Les chefs-d’œuvre de Topor

Troublants et obsédants

par ALPHONSE CUGIER
Publié le 25 octobre 2019 à 17:30

En 2017, la Bibliothèque nationale de France a consacré une exposition rétrospective à Roland Topor (1938-1997) considéré comme l’un des plus grands dessinateurs du XXème siècle. Créateur insatiable, polymorphe, il est tout à la fois romancier, poète, dramaturge, cinéaste, affichiste, auteur de chansons, créateur de costumes, de décors de théâtre et de mise en images de textes d’auteurs (Boris Vian, George Sand, Tolstoï, les surréalistes). Il met son crayon au service d’un imaginaire débridé.

Corrosif, hors limite, il bouscule ce que nous croyons être notre rassurante quotidienneté, abolit l’assoupissante fixité des choses, fait rendre gorge à l’inavouable et nous met face à des tranches de vie déterrées sur les terrains freudiens pour conjurer sa souffrance au monde. Corps harcelés et abîmés, tourments provoqués par le désir, questions posées contre la mort... Il n’hésite pas à faire fonctionner l’excès jusqu’à l’absurde et le scatologique, revisitant sans cesse cauchemars et hallucinations.

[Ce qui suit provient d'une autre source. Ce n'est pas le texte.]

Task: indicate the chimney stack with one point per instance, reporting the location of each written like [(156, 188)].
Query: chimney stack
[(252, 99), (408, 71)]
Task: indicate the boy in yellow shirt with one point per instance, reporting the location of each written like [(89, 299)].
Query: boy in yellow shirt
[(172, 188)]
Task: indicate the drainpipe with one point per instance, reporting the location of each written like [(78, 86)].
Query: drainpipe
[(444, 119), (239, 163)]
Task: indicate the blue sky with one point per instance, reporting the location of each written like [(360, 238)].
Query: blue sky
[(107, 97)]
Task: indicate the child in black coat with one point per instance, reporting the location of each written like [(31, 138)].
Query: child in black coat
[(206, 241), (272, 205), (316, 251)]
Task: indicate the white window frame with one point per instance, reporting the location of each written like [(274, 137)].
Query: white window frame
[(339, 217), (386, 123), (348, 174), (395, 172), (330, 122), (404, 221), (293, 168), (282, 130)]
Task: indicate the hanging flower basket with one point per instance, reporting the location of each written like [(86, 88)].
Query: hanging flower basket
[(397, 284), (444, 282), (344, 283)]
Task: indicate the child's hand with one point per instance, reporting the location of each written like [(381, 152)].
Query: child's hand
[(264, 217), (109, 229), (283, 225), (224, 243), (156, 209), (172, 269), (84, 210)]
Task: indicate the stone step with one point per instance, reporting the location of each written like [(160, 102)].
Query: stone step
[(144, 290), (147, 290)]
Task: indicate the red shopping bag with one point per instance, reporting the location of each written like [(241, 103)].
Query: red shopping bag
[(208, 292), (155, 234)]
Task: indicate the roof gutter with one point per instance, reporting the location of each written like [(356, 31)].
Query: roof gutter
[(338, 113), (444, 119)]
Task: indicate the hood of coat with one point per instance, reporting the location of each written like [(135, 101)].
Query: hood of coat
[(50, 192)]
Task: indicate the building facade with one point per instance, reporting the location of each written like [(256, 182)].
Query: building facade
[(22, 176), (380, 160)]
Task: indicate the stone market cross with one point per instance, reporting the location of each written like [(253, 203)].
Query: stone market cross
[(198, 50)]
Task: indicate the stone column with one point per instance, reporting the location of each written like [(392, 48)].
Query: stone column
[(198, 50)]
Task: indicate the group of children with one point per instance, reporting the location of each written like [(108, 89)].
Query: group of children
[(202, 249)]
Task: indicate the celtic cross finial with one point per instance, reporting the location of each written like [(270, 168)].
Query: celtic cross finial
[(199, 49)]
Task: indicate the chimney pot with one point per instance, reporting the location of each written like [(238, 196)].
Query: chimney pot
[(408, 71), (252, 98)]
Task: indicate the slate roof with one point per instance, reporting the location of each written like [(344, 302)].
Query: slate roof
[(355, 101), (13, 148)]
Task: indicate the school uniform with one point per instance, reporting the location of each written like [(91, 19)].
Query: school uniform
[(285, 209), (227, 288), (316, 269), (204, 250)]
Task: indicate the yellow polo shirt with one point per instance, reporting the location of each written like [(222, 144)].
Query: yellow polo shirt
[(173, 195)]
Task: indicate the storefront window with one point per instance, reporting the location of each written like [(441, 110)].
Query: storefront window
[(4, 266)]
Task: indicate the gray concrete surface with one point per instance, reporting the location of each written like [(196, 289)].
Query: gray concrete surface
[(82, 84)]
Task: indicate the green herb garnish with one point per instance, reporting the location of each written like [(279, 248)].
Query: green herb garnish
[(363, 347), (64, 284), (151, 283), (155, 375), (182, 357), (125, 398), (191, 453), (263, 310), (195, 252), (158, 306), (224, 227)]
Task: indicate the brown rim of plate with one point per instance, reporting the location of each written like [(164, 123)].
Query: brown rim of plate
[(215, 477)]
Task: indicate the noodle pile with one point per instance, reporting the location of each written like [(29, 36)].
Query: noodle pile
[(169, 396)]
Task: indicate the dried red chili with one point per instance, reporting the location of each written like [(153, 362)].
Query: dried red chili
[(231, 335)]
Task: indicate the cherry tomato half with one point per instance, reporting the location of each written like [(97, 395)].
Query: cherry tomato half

Casser les images toutes faites

Les Cahiers Dessinés qui ont déjà fait paraître Topor Dessinateur de presse ,Topor Voyageur du livre et Le Monde selon Topor continuent de le célébrer en présentant ses dessins les plus accomplis qui sont aussi les plus intemporels. Un quidam muni de valises, les pieds entravés, attachés à un piquet, se tient devant un large ruban déroulant un paysage : est-ce ainsi que les hommes vivent ? Une rue déserte en enfilade, de part et d’autre une rangée de maisons dont chaque fenêtre s’apparente aux sabords, ces ouvertures dans le flanc d’un voilier par où passent les fûts des canons : est-ce un monde habitable ? Toutes ses œuvres en disent long sur la solitude et le désespoir et ne nous laissent aucune échappatoire. Sa noirceur, il en fait une lumière pour les autres et un peu pour lui.

Ce mode de figuration onirique qui relève de l’hybridation et de la transmutation repose sur un travail de hachures et leurs dégradés. Il peut ainsi poser les masses sans devoir toujours préciser les contours. Cette technique octroie aux dessins un climat particulier, un fini réaliste et riche en profondeur renforçant sa puissance d’impact. Un formidable maelström de coups de poings. Un premier volume qui ne nous fait pas de cadeau.